In fact most people liked a little bit of everything. Sure, they had genre preferences, but that didn't keep the Jethro Tull fanatic from liking (and buying) the occasional Mike Oldfield album (ahem...not that I know anyone who would do such a thing...).
Thus the Music Genome Project was born. By analyzing the genetic makeup of each song, the Project wasn't just able to better dissect individual pieces of music. It was actually able to make reliable cross genre recommendations. Oh, you like this driving, 120 beats per minute, sung by a female vocalist with lots of guitar distortion rock anthem? Then you might also like this hip-hop track with many of the same musical genes!
What Does This Have To Do With Game-based Learning?
This isn't going to sound that earthshaking but it was to me the first time I realized it: All games teach. You can design a game that will explicitly (or implicitly) teach something like math or grammar but you don't have to. With all of the good games, both video and tabletop, that are out there, it is not difficult to find a game that can be used to teach almost any K-12 and many university level subjects.
How many classrooms routinely use Monopoly, for example, to help teach basic addition and subtraction or units of currency? Monopoly certainly wasn't designed with this purpose in mind but it serves that purpose nonetheless.
While I might be bold in my assertion that every subject is covered, I would argue that, if I am wrong, I am not wrong by much. This is the golden age of gaming. There are more games being produced (and more good games) than at any other time in human history. The selection is already immense and growing. In fact, it might be more accurate for me to say that, while I might be wrong, I won't be for much longer.

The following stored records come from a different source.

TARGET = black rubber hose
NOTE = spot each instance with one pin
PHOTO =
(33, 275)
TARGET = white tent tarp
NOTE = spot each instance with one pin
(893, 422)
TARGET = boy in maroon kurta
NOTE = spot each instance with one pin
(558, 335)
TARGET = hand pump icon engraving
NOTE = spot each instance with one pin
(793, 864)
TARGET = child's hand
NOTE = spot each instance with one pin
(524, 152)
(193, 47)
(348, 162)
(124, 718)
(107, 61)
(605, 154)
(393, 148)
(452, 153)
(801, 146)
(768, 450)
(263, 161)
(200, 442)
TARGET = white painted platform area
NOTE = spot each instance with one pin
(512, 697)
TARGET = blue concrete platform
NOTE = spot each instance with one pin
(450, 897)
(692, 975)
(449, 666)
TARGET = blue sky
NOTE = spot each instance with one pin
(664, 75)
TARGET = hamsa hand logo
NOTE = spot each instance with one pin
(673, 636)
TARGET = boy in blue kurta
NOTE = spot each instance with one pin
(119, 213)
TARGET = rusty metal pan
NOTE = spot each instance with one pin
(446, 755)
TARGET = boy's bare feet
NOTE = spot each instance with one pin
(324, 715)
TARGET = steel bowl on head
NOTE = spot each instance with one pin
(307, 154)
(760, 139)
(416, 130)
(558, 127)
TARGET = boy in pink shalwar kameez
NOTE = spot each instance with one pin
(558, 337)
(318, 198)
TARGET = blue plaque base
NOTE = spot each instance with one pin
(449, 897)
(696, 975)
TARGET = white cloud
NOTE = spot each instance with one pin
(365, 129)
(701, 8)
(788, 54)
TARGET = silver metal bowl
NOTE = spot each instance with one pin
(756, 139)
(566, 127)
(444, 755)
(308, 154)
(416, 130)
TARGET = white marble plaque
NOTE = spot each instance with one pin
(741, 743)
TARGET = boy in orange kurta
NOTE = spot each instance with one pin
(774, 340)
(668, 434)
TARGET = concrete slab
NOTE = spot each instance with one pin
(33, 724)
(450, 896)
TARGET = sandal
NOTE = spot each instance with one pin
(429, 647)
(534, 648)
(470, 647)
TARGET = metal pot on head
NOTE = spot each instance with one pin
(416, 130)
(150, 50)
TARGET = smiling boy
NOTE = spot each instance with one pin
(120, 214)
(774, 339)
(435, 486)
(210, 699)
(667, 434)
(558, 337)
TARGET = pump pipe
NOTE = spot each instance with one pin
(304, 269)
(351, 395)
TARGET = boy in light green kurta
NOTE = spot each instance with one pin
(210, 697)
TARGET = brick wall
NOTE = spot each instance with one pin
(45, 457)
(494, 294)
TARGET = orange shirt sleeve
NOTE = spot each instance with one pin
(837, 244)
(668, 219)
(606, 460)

Given the prevalence of formal standards in modern education, however, it is pretty easy to imagine (though infinitely less easy to actually do...) professional educators and gamers sitting down together and dissecting every game for the learning objectives that each game addresses (i.e. the things each game teaches).
Eventually - and, of course, you would start with the most popular games and the most important learning objectives - you would have a database that could answer the question, "What game teaches this?" Almost certainly, multiple games will cover the same learning objectives and some games will cover more relevant learning objectives than others. It is conceivable that a teacher would be able to query this database and find a single game (See image below) that adequately addressed all of the learning objectives for a particular block of instruction.